GROPING AUNT MARY - Vinyl On Demand and the Reissue Saga

When I feel like touching computers, I usually end up wandering the alleys of re-ish haunts like Vinyl-On-Demand, Akarma, and, to a lesser extent, Lilith. There's often a patch of pining and sheep-counting before I finally retire and dream of the days when I'm so cashy I can drop 100 G-dubs on a 5-lp box set of unfamiliar things. But is that really what we're hoping for? What draws us to these things?
I think the tombstone on crate-digging ought to be carved and set by now. Most of these gems probably ain't finna swim up out of the darkened stacks of a thrift store in Moose Jaw or an estate sale in Plano. They're on somebody's shelf, accumulating value or in-queue to be played for honored guests. Maybe they'll find new life in 2am radio racket. Maybe someone will throw them on a tape or upload them for scouring fans to rub their mouse all over. Needless to say, most of the fun of digging has been replaced by the obligatory feeling of deliberate searching. When I walk into a record store, my mind is empty.

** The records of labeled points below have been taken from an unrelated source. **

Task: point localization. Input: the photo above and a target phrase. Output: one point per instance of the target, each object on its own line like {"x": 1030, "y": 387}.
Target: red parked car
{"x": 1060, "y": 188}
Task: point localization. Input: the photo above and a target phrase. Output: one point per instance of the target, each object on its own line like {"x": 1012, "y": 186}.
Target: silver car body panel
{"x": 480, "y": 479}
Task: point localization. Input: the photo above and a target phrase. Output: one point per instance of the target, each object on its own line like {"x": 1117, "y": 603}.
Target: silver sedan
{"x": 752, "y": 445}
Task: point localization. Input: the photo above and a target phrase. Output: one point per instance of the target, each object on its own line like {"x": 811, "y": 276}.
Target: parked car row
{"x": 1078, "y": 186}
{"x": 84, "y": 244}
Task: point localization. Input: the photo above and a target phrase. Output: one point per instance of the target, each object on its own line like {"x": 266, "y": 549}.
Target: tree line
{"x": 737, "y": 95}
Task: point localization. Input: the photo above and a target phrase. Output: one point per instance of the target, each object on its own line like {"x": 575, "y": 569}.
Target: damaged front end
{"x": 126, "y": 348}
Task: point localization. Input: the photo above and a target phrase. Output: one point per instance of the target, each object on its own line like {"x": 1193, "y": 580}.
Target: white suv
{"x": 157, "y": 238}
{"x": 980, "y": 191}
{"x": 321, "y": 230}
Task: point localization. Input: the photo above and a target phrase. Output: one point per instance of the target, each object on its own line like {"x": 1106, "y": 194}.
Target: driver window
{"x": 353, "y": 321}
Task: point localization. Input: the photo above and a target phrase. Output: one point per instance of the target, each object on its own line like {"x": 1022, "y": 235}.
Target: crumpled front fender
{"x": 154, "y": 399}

I forget what music is or what it looks like. When I get on the Internet, my mind is flooded by the knowledge of treasures within reach.
Is my generation destined to lose that gratifying feeling of discovery? I mean, which is worse: having someone hand you an annotated, footnoted, rare photo-drenched slab of audionecrophilia, or be trapped in that nostalgic notion of the undiscovered gem, feeding on the failed dreams of bands and artists in the wrong place at the right time? Is there a difference? Is it because we need a way of making the past and the present more clear?
One of the reasons I hit so many record stores every time I drop a toe in a new town is the search for history. There are the local scenes that petered out, the remains scattered thru the A to Z. There are the almost-movements, where three or four customers made avid requests then never returned to put up the dough. There is the local lore, tacked to the wall or dusty and framed. There are the regulars, regaling you with tales of when this place was that. They're cultural documents.
The Internet, on the other hand? I can't decide. Neither fate seems comfortable. So there it is. An unresolved argument for and a little against an unresolved conflict. Go buy the Severed Heads 5-lp box set from Vinyl-On-Demand if you just can't let the dead lie. Or download as much as you can and try to ignore the feeling that you're picking the corpse's pockets. Maybe you'll find a 5-spot.